2) Parse out the path and verify that it's not a prohibited path.
3) If a prohibited path is found, alert the user and exit, or just exit, or ask the user to select another file
Now, if at first the requirement is simply that your program can't access the directory, this is straightforward enough. On the other hand, if you can allow the user to write to the directory but not read from it, then you are going to have to do some branching and can't just reject the request. A lazy programmer may just decide that they don't want to go through the hassle and just not let the user touch the given directory, but that could unnecessarily burden the user and if there was a compelling reason for writing to that file, the whole logic of your program would need changed. Most projects tend to grow in complexity so a scenario such as this isn't hard to imagine. Ok, easy enough..you write the branch logic and off you go. Now, let's assume that next week you were asked to cutoff Write Access to C:\SomeDirectory, C:\SomeOtherDirectory, and C:\AnotherDirectoryAllTogether. In addition, you were to cut off Read Access to C:\ReadDirectory. All of a sudden, a small code snippet would be littered with Branching statements, and in all likelihood, you'd really need to test it to make sure that you covered all of your bases. Assume for a second that you were actually going to test for a directory's existence, parse the file name, and then determine what could and couldn't be done. It doesn't take much imagination to see that properly implementing such a thing could easily run you a few hundred lines if you had enough directories (and files) and if read/write access was different for them.

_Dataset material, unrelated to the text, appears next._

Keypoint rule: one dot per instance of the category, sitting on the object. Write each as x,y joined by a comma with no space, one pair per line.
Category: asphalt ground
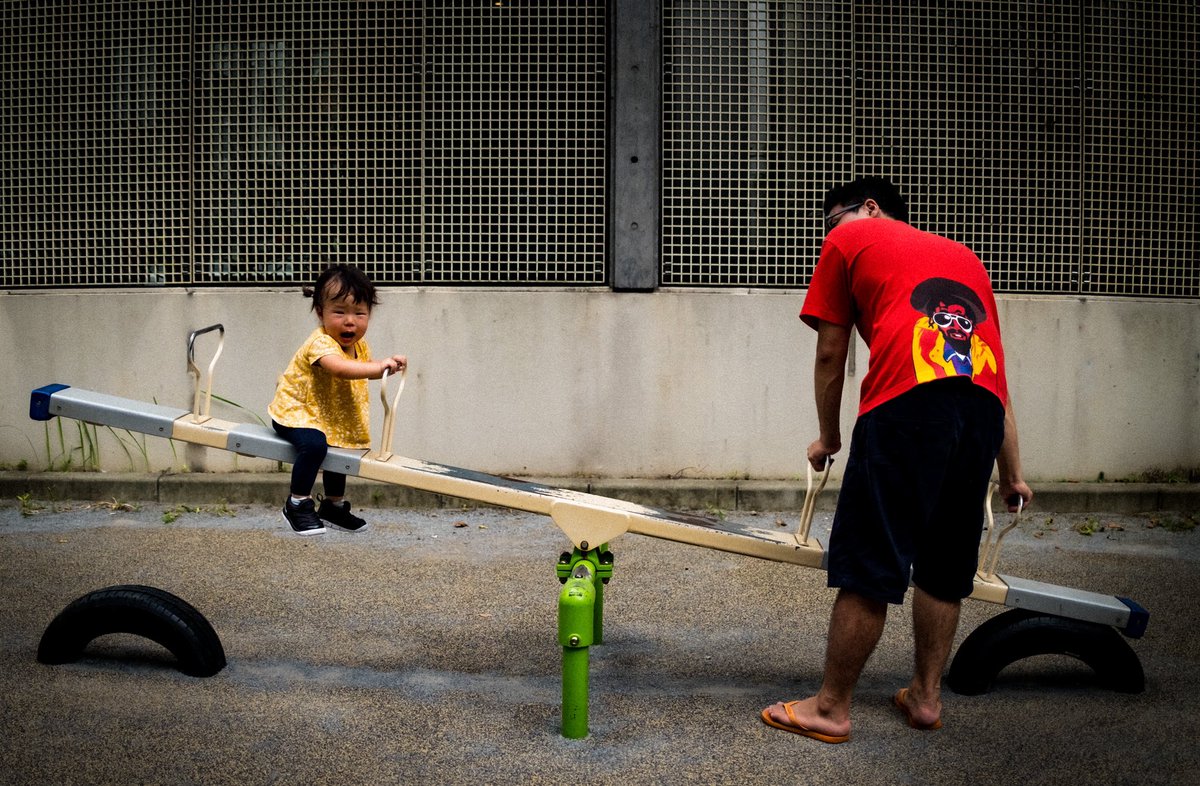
425,652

In comes attributes. All you need to do with attributes is mark the code with a FileIOPermission attribute and off you go. Since you can add as many attributes as you want to a code snippet, you can add in functionality without TOUCHING ONE LINE OF CODE withing your function. Moreoever, you wouldn't have to adjust your logic AT ALL. Compare this to the old school way where it'd take a few hundred lines to implement a complex scenario, and the value of attributes becomes readilty evident.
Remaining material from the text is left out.